So I noticed something funny between the 15th to the 16th of February 2022 in our self-hosted DigitalOcean Discourse instance. As the picture below shows, the number of anonymous users per day jumped from roughly 1 000 per day to averaging 10 000 per day. I have tried to understand the origin of this but to no avail.
I can not seem to match it either with the views on our content or with the stats from Google Search Console or Google analytics. We also tried checking the logs, but nothing much.
Does anybody have an idea what can be the cause of this?
That would be near impossible if not tricky to answer in a way that it speaks to your specific site. What you can do though to start to figure it out is to look at the crawler report in your dashboard to see if it is caused by crawlers.
Also, I edited your topic title to make it more descriptive
The entity doing the request is the one who identifies itself as either a “normal” user or a bot. It’s a honor based system, with all ups and downs from that.
Most bad actors in the bot ecosystem won’t identify as such and will issue requests disguised as “normal” users, and there is not much Discourse can do in those cases.
If you are comfortable with the command line you long into your server and use the following to track where most requests are coming from:
Of course, nothing else is needed that a bot is identified itself as an user. Changing an user agent is really trivial thing — even your browser can it.
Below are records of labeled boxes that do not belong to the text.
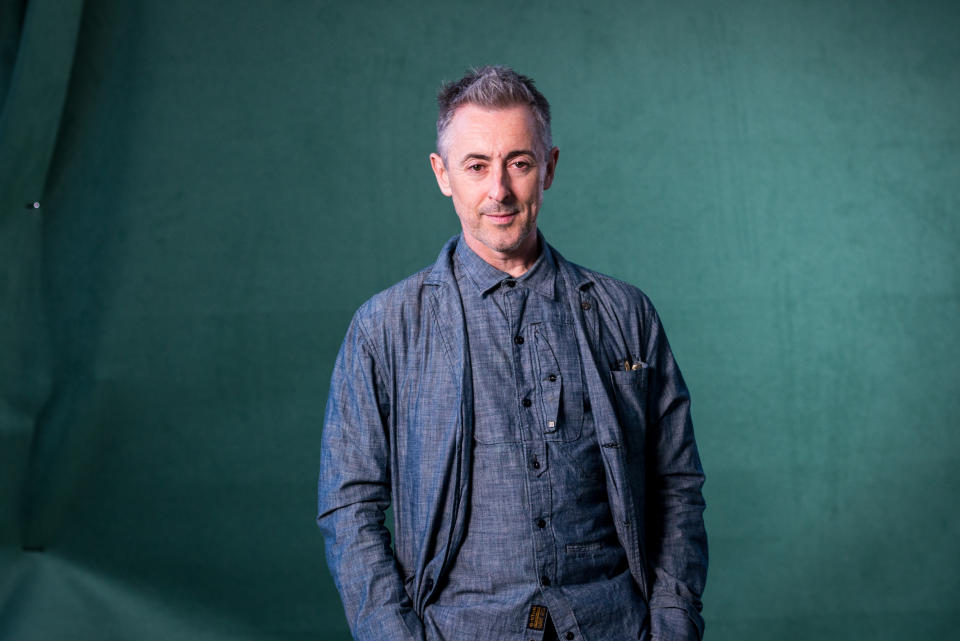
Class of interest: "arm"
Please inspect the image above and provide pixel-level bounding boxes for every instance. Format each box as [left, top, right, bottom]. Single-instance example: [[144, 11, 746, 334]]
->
[[647, 307, 707, 641], [317, 317, 424, 641]]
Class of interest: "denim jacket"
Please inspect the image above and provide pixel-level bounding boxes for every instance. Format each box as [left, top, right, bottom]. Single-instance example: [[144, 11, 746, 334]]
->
[[317, 237, 707, 641]]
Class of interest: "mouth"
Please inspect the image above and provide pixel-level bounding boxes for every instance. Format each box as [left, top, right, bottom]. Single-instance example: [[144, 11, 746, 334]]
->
[[483, 211, 520, 225]]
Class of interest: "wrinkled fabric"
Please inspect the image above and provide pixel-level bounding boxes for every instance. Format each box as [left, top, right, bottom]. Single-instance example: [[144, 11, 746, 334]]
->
[[424, 237, 647, 641], [317, 237, 707, 640]]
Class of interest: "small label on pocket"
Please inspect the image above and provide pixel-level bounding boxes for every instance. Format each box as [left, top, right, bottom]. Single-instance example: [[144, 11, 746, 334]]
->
[[527, 605, 547, 630]]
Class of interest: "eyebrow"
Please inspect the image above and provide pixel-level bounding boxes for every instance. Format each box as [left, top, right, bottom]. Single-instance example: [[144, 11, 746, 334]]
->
[[460, 149, 537, 164]]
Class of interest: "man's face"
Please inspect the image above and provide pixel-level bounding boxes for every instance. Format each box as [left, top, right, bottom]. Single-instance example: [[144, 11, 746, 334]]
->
[[430, 104, 559, 262]]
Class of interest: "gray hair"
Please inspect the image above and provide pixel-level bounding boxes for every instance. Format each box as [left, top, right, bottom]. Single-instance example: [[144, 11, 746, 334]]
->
[[437, 65, 553, 162]]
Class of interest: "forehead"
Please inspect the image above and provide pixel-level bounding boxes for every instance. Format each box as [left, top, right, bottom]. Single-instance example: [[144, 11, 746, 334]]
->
[[447, 103, 537, 153]]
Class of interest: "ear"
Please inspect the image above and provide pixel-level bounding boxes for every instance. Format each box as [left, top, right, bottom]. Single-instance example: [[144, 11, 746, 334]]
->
[[430, 154, 453, 196], [543, 147, 560, 189]]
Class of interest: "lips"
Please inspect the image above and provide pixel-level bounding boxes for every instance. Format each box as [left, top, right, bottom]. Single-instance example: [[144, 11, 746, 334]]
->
[[483, 211, 520, 224]]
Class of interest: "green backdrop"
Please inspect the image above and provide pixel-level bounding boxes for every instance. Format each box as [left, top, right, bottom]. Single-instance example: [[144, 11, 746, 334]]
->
[[0, 0, 960, 641]]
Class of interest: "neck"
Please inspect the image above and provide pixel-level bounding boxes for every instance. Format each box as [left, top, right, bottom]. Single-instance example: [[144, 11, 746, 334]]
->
[[463, 230, 540, 278]]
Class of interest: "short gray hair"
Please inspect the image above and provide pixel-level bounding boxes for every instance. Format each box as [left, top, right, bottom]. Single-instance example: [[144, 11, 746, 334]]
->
[[437, 65, 553, 161]]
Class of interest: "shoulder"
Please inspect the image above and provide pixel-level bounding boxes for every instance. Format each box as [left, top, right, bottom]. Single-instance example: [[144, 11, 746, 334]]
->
[[557, 254, 656, 316], [354, 266, 433, 334]]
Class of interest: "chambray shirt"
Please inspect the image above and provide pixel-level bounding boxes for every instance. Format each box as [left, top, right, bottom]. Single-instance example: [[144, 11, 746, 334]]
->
[[317, 237, 708, 641], [424, 237, 646, 641]]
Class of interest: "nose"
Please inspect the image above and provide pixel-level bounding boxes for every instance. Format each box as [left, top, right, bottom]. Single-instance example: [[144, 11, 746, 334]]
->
[[487, 165, 510, 203]]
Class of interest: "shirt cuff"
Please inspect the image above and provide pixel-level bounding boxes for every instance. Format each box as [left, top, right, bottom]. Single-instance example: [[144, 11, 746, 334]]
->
[[650, 600, 703, 641]]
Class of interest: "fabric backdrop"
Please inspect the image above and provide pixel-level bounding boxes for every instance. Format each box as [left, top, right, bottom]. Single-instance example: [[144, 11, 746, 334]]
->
[[0, 0, 960, 641]]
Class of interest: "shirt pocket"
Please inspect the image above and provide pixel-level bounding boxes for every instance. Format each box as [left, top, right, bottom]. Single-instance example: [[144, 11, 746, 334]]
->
[[534, 325, 584, 441], [610, 361, 650, 441]]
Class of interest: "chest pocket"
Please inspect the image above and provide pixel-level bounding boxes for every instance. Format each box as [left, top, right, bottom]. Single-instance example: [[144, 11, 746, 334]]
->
[[534, 323, 584, 441]]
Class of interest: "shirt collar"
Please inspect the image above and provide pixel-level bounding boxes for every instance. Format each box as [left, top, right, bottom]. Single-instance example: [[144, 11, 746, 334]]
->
[[454, 229, 557, 300]]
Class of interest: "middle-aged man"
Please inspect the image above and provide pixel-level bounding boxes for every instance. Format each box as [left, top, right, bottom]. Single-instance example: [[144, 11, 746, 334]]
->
[[318, 67, 707, 641]]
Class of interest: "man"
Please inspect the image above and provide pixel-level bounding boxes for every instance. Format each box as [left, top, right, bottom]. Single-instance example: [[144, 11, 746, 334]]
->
[[317, 67, 707, 641]]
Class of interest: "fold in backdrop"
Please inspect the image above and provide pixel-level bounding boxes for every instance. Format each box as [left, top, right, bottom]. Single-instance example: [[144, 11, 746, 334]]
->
[[0, 0, 960, 641]]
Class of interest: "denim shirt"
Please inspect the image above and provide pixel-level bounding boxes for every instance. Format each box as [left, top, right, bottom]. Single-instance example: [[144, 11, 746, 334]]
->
[[424, 237, 647, 641], [317, 238, 707, 640]]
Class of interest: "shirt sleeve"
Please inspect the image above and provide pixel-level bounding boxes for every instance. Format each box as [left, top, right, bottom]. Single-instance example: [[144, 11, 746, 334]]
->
[[646, 306, 708, 641], [317, 317, 424, 641]]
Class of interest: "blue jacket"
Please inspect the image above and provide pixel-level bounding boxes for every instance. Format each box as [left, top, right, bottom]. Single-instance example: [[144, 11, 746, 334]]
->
[[317, 237, 707, 641]]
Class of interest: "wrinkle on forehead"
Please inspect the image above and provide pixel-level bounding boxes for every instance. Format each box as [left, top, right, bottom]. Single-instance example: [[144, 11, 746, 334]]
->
[[445, 104, 538, 162]]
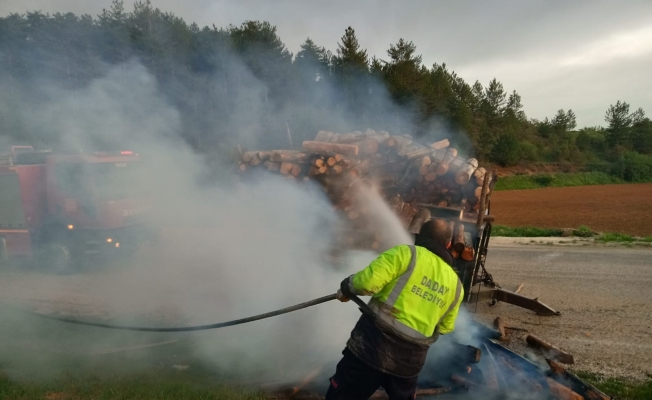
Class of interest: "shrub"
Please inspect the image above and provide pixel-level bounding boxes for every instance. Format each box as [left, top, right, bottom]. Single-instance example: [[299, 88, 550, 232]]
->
[[573, 225, 596, 237], [611, 151, 652, 182], [532, 174, 555, 187]]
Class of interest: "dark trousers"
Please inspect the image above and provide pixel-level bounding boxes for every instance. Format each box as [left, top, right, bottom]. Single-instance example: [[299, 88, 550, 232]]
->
[[326, 349, 417, 400]]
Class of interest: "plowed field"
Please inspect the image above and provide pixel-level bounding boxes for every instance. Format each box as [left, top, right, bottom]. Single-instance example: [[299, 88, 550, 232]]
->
[[491, 183, 652, 236]]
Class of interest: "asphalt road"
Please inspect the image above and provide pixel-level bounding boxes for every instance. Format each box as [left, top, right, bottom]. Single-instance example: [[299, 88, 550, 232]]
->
[[470, 244, 652, 378]]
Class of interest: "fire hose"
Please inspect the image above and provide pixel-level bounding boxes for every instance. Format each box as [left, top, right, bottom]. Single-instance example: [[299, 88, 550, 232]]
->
[[12, 294, 370, 332]]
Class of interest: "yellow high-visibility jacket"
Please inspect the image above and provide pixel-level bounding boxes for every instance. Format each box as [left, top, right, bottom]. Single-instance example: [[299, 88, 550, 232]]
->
[[348, 245, 464, 344]]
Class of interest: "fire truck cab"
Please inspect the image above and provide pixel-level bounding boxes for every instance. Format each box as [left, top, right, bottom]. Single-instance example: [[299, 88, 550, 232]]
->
[[0, 146, 156, 273]]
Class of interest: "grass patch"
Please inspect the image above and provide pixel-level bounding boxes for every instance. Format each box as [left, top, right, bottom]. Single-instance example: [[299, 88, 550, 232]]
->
[[0, 372, 265, 400], [491, 225, 562, 237], [577, 372, 652, 400], [595, 232, 652, 245], [494, 172, 627, 190], [596, 232, 637, 243]]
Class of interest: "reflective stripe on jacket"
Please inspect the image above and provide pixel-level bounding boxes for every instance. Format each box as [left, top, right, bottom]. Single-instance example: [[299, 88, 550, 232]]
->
[[349, 245, 464, 344]]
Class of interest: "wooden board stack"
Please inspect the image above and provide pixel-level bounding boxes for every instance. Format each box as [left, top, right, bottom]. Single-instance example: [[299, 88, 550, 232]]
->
[[239, 129, 488, 256]]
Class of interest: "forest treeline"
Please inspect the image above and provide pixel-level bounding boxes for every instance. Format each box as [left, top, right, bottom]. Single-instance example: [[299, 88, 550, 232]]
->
[[0, 0, 652, 175]]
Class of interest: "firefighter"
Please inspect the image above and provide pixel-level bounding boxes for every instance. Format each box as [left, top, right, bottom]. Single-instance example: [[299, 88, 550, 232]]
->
[[326, 219, 464, 400]]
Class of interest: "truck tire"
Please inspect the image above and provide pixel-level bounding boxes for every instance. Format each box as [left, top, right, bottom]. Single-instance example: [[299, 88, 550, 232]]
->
[[43, 241, 75, 274], [39, 229, 77, 274]]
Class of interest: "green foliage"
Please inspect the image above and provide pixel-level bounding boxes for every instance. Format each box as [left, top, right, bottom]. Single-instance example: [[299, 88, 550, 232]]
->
[[495, 172, 625, 191], [573, 225, 596, 237], [612, 152, 652, 182], [532, 174, 555, 187], [491, 225, 562, 237], [491, 134, 521, 167], [0, 0, 652, 162], [596, 232, 637, 243], [0, 372, 266, 400], [577, 371, 652, 400]]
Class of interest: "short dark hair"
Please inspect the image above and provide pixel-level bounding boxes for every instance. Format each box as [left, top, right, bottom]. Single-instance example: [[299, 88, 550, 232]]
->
[[419, 218, 453, 246]]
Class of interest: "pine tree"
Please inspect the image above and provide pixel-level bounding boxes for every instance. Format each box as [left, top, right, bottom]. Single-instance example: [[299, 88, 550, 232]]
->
[[604, 100, 632, 146]]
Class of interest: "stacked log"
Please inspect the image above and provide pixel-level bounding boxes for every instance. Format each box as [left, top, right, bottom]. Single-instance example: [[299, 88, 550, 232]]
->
[[238, 129, 490, 252]]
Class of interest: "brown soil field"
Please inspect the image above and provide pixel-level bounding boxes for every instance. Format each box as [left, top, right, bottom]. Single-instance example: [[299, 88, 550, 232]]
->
[[491, 183, 652, 236]]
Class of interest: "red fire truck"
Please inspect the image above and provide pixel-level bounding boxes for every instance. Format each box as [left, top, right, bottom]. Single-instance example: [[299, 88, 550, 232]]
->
[[0, 146, 156, 272]]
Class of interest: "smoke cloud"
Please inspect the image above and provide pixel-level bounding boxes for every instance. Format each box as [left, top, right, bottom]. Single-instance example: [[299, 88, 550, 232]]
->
[[0, 39, 420, 390], [0, 25, 544, 400]]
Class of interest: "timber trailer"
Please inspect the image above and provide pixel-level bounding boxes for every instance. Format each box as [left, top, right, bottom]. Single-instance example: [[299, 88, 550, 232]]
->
[[416, 173, 560, 316]]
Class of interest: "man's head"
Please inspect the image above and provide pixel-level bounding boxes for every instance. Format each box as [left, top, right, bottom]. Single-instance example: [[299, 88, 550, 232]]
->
[[419, 218, 453, 247]]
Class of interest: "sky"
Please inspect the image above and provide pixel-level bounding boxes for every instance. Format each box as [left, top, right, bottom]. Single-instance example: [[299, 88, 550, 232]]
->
[[0, 0, 652, 126]]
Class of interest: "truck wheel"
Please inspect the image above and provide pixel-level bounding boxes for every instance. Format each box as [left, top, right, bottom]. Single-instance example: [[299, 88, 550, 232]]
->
[[43, 242, 74, 274], [38, 230, 76, 274]]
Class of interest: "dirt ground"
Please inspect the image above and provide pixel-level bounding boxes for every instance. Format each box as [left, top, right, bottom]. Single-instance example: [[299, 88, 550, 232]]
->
[[470, 241, 652, 379], [491, 183, 652, 236], [0, 240, 652, 378]]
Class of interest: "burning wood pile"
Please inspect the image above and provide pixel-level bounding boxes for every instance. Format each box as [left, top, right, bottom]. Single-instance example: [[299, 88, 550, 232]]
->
[[239, 129, 491, 253], [268, 320, 610, 400]]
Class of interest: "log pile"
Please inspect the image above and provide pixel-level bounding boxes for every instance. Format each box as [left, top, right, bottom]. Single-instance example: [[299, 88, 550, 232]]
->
[[239, 129, 492, 252]]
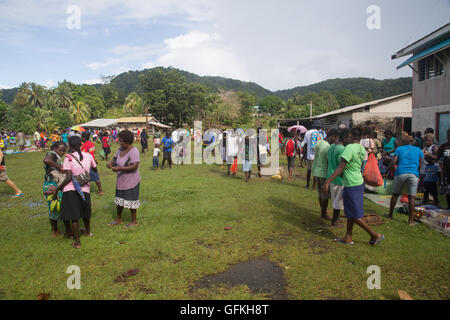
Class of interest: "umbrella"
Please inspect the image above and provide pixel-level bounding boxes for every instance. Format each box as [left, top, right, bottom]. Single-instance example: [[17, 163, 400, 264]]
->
[[288, 126, 308, 133], [70, 126, 86, 132]]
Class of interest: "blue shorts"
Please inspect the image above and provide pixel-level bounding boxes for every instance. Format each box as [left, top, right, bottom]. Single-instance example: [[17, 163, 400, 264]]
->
[[89, 168, 100, 182], [242, 160, 252, 172], [343, 183, 364, 220]]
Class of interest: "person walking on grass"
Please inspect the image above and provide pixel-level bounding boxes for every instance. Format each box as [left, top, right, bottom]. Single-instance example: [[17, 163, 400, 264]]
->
[[53, 136, 97, 249], [303, 120, 323, 190], [426, 128, 450, 210], [161, 130, 175, 169], [153, 144, 161, 170], [327, 129, 350, 227], [102, 131, 111, 161], [108, 130, 141, 227], [418, 133, 440, 205], [286, 132, 295, 181], [322, 128, 385, 246], [140, 129, 148, 154], [311, 129, 330, 220], [225, 130, 239, 176], [42, 141, 73, 238], [384, 133, 424, 226], [0, 149, 24, 198], [242, 136, 255, 182], [81, 132, 104, 196]]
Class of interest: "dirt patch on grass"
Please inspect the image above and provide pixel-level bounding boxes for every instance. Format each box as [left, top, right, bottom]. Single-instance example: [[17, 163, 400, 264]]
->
[[191, 259, 288, 300], [363, 214, 384, 226], [264, 232, 298, 246], [306, 239, 330, 254]]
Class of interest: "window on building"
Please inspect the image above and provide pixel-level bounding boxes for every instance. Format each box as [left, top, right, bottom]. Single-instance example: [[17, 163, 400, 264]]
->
[[419, 55, 444, 81]]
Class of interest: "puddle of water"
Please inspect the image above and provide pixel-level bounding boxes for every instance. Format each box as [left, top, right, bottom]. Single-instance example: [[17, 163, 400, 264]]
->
[[194, 259, 288, 300]]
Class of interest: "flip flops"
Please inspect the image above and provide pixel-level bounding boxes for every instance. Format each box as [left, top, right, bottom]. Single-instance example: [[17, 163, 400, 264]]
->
[[369, 234, 384, 246], [334, 238, 355, 246]]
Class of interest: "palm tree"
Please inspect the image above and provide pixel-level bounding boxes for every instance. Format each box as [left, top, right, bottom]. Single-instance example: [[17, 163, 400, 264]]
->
[[123, 92, 145, 116], [28, 82, 45, 108], [69, 102, 91, 124], [13, 82, 30, 108], [30, 108, 49, 130], [55, 83, 72, 109]]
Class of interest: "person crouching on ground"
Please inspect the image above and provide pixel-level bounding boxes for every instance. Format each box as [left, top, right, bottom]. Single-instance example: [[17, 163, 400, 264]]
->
[[53, 136, 97, 249], [322, 128, 384, 246], [108, 130, 141, 227], [384, 134, 424, 226]]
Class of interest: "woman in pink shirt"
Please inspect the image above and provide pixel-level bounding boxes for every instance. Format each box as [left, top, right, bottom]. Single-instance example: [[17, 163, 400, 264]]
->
[[108, 130, 141, 227], [53, 136, 97, 249]]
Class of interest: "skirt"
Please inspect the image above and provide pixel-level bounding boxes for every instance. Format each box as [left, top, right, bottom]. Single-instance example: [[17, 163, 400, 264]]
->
[[89, 168, 100, 182], [61, 191, 91, 221], [343, 183, 364, 220], [42, 181, 63, 221], [114, 183, 141, 209]]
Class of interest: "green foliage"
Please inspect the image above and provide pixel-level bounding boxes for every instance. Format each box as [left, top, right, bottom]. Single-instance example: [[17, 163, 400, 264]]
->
[[0, 100, 8, 124], [70, 84, 106, 119], [140, 68, 207, 127], [123, 92, 145, 116], [259, 96, 285, 114]]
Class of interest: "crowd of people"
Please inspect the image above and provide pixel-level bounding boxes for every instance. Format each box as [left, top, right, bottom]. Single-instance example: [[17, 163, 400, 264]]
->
[[0, 121, 450, 248], [285, 121, 450, 245]]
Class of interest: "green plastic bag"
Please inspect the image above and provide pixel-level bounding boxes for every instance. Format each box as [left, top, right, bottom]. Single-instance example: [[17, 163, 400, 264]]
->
[[100, 149, 106, 160]]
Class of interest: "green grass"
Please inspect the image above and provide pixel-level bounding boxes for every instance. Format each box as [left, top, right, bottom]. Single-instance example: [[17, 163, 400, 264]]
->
[[0, 145, 450, 299]]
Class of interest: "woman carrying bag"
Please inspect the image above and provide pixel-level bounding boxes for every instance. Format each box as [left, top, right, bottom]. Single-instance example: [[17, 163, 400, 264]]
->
[[53, 136, 97, 249]]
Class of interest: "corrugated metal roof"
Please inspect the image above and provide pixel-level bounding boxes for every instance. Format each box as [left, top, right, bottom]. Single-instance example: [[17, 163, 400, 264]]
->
[[80, 119, 117, 128], [312, 92, 412, 119]]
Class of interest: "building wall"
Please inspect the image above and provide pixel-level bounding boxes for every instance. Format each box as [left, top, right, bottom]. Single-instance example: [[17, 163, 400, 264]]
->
[[413, 48, 450, 108], [412, 104, 450, 133]]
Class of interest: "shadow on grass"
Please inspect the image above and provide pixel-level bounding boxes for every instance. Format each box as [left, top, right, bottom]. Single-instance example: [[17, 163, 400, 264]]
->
[[268, 197, 334, 240]]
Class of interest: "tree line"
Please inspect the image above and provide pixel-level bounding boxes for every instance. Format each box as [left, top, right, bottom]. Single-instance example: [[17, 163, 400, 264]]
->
[[0, 67, 414, 133]]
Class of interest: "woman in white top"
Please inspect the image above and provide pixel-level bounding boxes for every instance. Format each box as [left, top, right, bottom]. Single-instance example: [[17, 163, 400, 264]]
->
[[226, 130, 238, 175]]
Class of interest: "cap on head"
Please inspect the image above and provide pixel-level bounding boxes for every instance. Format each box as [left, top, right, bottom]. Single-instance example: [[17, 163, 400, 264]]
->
[[311, 120, 322, 129]]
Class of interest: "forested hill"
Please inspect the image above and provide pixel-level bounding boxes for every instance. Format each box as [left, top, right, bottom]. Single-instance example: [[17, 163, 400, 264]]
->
[[0, 67, 412, 104], [107, 68, 272, 99], [273, 78, 412, 100]]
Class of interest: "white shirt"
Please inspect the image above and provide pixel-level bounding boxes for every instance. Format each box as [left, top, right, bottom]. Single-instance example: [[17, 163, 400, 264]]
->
[[227, 135, 238, 157], [303, 129, 323, 160]]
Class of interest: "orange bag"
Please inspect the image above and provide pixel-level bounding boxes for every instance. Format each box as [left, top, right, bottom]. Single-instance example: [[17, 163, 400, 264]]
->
[[363, 152, 383, 187], [231, 158, 237, 173]]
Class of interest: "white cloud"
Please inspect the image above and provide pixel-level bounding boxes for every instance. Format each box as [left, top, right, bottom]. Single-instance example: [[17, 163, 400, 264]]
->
[[81, 78, 102, 84], [156, 31, 251, 81], [44, 79, 56, 88], [86, 58, 120, 70]]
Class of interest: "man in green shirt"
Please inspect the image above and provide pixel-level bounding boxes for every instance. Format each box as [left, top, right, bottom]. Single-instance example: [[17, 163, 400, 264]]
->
[[322, 128, 384, 246], [311, 139, 331, 220], [327, 129, 344, 227]]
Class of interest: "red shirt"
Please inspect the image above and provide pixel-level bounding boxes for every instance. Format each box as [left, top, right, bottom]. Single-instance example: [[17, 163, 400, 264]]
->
[[81, 140, 95, 161], [286, 139, 295, 157], [102, 137, 109, 148]]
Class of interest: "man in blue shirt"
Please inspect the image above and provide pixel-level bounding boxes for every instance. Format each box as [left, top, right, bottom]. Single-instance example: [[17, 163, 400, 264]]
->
[[384, 135, 424, 226], [161, 130, 175, 169]]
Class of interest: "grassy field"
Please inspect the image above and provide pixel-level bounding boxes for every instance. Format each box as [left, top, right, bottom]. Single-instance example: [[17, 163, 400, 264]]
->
[[0, 142, 450, 300]]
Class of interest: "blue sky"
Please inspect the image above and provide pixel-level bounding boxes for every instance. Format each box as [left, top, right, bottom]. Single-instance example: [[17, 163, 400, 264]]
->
[[0, 0, 450, 90]]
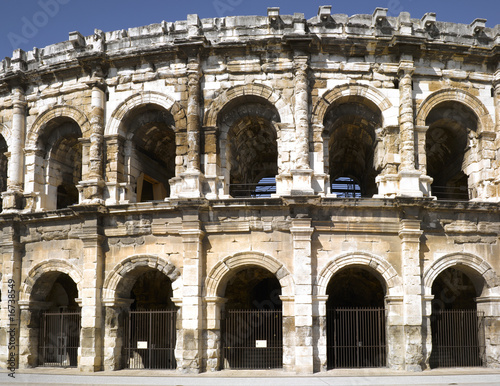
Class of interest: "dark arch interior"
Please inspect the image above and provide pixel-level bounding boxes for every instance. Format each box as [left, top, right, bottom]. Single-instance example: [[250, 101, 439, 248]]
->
[[327, 268, 385, 308], [220, 96, 280, 197], [426, 102, 477, 200], [38, 117, 82, 209], [429, 268, 485, 368], [0, 135, 9, 208], [130, 270, 175, 310], [432, 268, 478, 310], [45, 273, 80, 311], [324, 100, 382, 197], [124, 104, 176, 202], [225, 267, 281, 310]]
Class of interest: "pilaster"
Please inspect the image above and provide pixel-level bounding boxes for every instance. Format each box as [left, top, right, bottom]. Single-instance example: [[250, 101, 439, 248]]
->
[[398, 59, 423, 197], [2, 85, 27, 212], [290, 218, 314, 374], [78, 212, 104, 372], [399, 217, 424, 371], [0, 219, 22, 372], [178, 209, 205, 373], [178, 48, 203, 198], [291, 55, 314, 195], [79, 78, 106, 204]]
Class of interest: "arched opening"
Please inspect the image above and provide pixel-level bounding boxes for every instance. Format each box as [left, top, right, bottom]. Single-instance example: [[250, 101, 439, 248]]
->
[[326, 267, 387, 369], [219, 96, 279, 197], [28, 272, 81, 367], [222, 267, 283, 369], [0, 135, 9, 208], [118, 267, 177, 370], [324, 97, 382, 197], [425, 102, 478, 200], [35, 117, 82, 209], [123, 104, 176, 202], [429, 268, 485, 368]]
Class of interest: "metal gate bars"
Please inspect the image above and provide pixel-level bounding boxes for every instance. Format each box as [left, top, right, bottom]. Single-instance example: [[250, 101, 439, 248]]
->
[[222, 310, 283, 369], [429, 310, 485, 368], [39, 311, 80, 367], [326, 308, 387, 369], [124, 310, 177, 370]]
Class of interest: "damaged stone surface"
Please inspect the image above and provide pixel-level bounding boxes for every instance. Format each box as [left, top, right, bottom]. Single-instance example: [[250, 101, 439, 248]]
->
[[0, 6, 500, 373]]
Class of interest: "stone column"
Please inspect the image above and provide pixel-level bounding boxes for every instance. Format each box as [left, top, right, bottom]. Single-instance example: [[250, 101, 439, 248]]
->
[[204, 296, 227, 371], [78, 213, 104, 372], [19, 301, 49, 369], [2, 86, 26, 211], [385, 295, 405, 370], [0, 217, 23, 372], [103, 299, 133, 370], [290, 218, 314, 374], [80, 79, 106, 204], [399, 59, 423, 197], [313, 295, 328, 372], [476, 296, 500, 369], [399, 217, 423, 371], [291, 55, 314, 195], [178, 209, 205, 373], [493, 69, 500, 201], [178, 53, 203, 198]]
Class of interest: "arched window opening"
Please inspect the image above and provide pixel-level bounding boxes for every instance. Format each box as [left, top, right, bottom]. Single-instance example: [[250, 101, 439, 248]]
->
[[124, 104, 176, 202], [429, 268, 485, 368], [38, 117, 82, 209], [222, 267, 283, 369], [0, 135, 9, 208], [122, 269, 177, 370], [228, 117, 278, 197], [324, 99, 382, 197], [326, 268, 387, 369], [33, 272, 81, 367], [332, 177, 361, 198], [425, 102, 478, 200]]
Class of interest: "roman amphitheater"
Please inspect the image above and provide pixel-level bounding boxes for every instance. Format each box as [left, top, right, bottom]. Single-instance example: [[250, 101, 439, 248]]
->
[[0, 6, 500, 373]]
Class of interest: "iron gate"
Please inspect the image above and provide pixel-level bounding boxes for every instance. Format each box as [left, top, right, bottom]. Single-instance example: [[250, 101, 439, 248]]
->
[[430, 310, 485, 368], [124, 310, 177, 370], [39, 311, 81, 367], [222, 310, 283, 369], [326, 308, 387, 369]]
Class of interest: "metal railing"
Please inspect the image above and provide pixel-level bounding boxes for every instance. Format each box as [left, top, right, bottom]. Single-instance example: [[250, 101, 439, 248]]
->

And Discourse knows only those bots that is using… well, known UA
Sure those can be real users too if somewhere more high traffic site is a link to you.
My guess is that the PDF uploaded there is something that got linked elsewhere and lots of people are downloading it directly? Is that PDF something that got uploaded by a bad actor and is getting lots of traffic for some reason?
Thanks, @pfaffman but there’s no problem with the pdf, I actually uploaded it myself. I was just showing the picture to indicate that there’s no correlation with the thousands of anonymous users discourse is showing.
The command line you provided has helped us trace the IPs responsible for the jump. For now, we are going to continue our observation before deciding if we want to block the crawlers.
Just to note, in my case the great majority of accesses are POSTs to a message-bus endpoint. In other words, probably user’s browsers. In one case every minute and in another case much more often.
Those are most of the requests in any Discourse site indeed, but they aren’t counted as pageviews, so won’t be reflected on the “Consolidated Pageviews” graph on the dashboard, making this a bit off-topic.